Friday – Healthy Back to School Recipes
Breakfast: Banana pancakes
Banana pancakes are ready to serve in under ten minutes. Gluten free and a great source of potassium which helps control the body’s electrolyte balance and is crucial to heart function, skeletal and smooth muscle contraction. The eggs in the recipe also provide a good source of protein.
Lunch: Chicken and avocado wrap, chocolate power ball and yoghurt.
Choose a whole grain wrap and spread a little pesto and mayonnaise over it before layering some chicken, sliced avocado and salad. Include grated mozzarella in the wrap too if you’d like to add extra protein. Add a small low sugar yoghurt with some fresh berries and with a chocolate power ball to their lunch box for snack time.

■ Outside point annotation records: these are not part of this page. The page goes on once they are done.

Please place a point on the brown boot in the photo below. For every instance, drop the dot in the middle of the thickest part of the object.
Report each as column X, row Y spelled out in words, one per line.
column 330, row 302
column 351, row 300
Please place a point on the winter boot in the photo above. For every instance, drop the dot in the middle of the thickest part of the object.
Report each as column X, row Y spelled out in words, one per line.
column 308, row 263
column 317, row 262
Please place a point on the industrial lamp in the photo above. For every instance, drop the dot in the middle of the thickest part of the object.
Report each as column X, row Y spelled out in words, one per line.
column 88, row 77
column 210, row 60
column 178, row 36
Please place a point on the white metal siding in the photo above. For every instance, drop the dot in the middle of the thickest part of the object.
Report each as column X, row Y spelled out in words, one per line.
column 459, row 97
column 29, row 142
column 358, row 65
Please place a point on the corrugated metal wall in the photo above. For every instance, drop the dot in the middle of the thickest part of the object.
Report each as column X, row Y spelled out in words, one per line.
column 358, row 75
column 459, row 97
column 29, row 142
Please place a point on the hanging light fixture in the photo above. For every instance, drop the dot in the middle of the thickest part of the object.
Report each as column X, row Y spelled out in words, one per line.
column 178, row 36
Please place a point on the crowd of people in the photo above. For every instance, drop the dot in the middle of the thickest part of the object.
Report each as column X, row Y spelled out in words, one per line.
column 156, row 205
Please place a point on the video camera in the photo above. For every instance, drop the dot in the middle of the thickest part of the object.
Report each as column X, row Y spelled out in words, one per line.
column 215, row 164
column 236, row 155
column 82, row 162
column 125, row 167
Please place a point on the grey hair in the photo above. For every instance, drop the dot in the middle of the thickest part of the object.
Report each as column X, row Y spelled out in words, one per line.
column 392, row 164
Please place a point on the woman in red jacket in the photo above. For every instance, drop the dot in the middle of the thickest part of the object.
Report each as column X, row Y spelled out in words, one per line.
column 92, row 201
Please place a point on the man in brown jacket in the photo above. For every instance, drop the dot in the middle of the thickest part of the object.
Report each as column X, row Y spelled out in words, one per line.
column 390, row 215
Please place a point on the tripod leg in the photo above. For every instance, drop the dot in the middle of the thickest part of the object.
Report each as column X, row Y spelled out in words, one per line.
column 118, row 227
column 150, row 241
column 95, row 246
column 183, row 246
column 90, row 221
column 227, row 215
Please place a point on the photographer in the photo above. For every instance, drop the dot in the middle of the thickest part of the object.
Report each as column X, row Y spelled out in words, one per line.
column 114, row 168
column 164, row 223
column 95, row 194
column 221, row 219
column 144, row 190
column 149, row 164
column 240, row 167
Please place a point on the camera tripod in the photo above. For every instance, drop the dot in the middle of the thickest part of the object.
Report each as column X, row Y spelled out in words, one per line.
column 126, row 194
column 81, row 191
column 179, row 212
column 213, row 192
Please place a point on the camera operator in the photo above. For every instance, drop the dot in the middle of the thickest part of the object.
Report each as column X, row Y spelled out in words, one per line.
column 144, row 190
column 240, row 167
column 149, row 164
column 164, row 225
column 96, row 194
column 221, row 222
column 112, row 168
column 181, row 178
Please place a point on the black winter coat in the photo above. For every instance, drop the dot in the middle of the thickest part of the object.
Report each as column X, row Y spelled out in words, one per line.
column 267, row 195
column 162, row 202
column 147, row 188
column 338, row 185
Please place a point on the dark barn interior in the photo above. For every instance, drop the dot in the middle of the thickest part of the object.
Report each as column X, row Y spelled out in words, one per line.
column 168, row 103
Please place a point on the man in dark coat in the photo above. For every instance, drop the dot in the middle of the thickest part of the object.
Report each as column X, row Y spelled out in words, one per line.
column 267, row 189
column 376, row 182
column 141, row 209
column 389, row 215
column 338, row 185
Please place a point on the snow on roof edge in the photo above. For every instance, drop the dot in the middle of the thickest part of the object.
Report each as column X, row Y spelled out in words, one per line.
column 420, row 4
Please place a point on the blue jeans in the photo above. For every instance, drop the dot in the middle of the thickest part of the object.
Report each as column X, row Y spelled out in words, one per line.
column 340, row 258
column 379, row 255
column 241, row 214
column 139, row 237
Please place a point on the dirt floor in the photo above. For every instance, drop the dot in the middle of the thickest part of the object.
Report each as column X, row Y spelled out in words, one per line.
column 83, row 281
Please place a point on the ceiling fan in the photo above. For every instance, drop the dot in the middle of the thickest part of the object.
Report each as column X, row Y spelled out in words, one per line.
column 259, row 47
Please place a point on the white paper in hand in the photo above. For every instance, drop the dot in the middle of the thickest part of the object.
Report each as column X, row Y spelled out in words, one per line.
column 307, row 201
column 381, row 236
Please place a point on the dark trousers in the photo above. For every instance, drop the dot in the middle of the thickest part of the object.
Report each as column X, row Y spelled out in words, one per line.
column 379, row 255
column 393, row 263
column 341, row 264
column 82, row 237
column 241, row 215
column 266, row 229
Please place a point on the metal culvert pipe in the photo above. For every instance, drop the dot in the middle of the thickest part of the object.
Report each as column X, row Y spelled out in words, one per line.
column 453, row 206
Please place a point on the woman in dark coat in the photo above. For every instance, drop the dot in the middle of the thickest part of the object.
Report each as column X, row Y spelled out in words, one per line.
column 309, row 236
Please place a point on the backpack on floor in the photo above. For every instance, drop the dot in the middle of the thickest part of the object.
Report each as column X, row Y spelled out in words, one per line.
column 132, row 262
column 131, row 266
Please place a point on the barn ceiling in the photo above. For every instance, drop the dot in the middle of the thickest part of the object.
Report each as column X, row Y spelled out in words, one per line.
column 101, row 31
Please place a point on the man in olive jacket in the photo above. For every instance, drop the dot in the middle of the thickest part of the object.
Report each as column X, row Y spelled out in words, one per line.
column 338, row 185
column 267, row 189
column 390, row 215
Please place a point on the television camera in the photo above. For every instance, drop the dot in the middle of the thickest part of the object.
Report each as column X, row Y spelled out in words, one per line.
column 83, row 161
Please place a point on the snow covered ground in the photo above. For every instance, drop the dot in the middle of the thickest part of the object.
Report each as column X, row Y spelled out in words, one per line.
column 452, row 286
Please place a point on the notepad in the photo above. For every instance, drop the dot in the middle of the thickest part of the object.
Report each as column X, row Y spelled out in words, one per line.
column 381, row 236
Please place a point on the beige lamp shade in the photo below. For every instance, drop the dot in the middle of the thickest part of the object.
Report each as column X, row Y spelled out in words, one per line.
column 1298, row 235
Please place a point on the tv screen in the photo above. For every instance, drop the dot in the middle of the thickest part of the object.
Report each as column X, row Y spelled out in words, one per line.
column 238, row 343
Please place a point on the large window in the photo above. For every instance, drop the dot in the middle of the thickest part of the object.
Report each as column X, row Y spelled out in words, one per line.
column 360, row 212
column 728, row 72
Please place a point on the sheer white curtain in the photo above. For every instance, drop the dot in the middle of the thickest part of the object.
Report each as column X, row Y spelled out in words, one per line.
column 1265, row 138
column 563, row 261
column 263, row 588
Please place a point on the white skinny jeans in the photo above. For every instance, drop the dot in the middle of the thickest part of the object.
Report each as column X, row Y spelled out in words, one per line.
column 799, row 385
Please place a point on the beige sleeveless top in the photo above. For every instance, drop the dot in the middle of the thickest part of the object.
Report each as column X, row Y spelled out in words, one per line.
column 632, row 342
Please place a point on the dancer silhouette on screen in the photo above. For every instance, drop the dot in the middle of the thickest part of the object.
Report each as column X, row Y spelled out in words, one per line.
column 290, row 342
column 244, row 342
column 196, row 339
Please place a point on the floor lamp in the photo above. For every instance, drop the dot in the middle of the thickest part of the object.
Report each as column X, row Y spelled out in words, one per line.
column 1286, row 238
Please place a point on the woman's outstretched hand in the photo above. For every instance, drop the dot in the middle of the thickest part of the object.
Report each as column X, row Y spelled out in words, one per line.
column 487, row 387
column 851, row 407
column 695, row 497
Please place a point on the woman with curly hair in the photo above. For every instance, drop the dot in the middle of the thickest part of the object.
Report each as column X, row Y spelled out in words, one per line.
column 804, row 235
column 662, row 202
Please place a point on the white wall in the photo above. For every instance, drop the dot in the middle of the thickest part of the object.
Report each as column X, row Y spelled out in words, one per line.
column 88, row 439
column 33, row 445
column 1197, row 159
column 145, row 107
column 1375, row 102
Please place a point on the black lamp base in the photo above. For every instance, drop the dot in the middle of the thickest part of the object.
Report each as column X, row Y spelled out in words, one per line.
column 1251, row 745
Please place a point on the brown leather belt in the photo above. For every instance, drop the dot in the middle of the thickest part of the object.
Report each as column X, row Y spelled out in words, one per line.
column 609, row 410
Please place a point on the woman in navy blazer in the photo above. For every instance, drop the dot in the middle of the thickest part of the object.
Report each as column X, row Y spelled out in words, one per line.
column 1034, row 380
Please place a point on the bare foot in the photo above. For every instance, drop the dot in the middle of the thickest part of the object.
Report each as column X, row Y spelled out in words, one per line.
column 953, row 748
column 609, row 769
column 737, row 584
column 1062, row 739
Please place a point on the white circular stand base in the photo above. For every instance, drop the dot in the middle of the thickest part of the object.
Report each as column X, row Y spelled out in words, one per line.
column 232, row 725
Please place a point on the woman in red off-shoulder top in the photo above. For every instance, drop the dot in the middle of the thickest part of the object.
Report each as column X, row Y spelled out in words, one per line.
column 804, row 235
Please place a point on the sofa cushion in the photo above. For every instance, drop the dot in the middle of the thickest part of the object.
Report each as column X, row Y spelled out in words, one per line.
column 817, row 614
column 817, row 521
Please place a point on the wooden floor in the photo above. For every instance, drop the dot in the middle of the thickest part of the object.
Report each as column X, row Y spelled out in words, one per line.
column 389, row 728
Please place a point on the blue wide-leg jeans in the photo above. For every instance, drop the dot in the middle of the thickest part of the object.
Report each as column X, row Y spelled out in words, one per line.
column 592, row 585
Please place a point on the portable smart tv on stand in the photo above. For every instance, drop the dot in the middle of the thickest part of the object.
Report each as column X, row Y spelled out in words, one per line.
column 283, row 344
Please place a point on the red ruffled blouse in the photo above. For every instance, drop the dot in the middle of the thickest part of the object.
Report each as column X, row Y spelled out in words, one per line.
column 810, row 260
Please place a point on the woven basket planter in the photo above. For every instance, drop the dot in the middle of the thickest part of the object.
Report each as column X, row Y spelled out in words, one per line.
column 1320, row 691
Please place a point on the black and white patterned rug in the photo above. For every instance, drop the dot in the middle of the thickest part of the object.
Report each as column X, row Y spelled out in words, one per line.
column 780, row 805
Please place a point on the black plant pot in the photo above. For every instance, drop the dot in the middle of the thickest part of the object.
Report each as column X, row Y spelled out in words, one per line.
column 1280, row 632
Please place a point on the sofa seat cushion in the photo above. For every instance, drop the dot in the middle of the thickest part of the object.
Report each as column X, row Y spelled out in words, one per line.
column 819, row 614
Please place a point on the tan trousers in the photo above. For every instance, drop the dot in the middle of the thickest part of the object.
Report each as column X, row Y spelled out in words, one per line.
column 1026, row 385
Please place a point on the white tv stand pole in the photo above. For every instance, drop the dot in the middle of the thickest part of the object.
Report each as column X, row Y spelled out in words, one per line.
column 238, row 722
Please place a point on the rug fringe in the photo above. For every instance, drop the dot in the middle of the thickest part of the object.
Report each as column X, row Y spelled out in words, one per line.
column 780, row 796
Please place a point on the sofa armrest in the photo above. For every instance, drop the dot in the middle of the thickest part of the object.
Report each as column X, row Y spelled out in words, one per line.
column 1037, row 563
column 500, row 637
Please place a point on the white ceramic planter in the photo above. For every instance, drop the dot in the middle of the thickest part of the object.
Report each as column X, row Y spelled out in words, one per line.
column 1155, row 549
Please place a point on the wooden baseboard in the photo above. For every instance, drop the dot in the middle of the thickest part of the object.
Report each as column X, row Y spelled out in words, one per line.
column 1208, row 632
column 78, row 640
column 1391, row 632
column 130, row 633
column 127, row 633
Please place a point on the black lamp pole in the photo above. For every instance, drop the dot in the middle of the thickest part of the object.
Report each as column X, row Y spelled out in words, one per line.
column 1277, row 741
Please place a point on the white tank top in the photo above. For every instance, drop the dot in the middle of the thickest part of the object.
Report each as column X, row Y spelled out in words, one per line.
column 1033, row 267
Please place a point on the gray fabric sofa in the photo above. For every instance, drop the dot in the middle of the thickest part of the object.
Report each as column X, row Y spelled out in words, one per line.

List of Healthy Back To School Recipes
Back To School Podcast
This podcast is a conversation between Aisling Connolly and Jodie Woods and it’s a real eye opener – in a nutshell the approach to feeding children and teenagers in preparation for a day at school needs a major rethink.
Aisling and Jodie look at the back-to-school routine and how mums and dads can best be prepared to make sure that their kids are themselves best prepared for the school day ahead.
This all starts with the breakfast, ‘the most important meal of the day’ and the key here is not to skip breakfast and on top of that, where possible, make sure that protein is part of the meal. Also, try and partner the protein with a low GI wholegrain which will ensure a steady release of energy.
Today we have clear evidence that shows the importance of protein and how we should avoid, at all costs, the sugary cereals that are heavily targeted at kids. The World Health Organisation clearly states that children should have no more than 6 added teaspoons of sugar per day yet some of the cereals on offer today to Irish children contain many times that amount.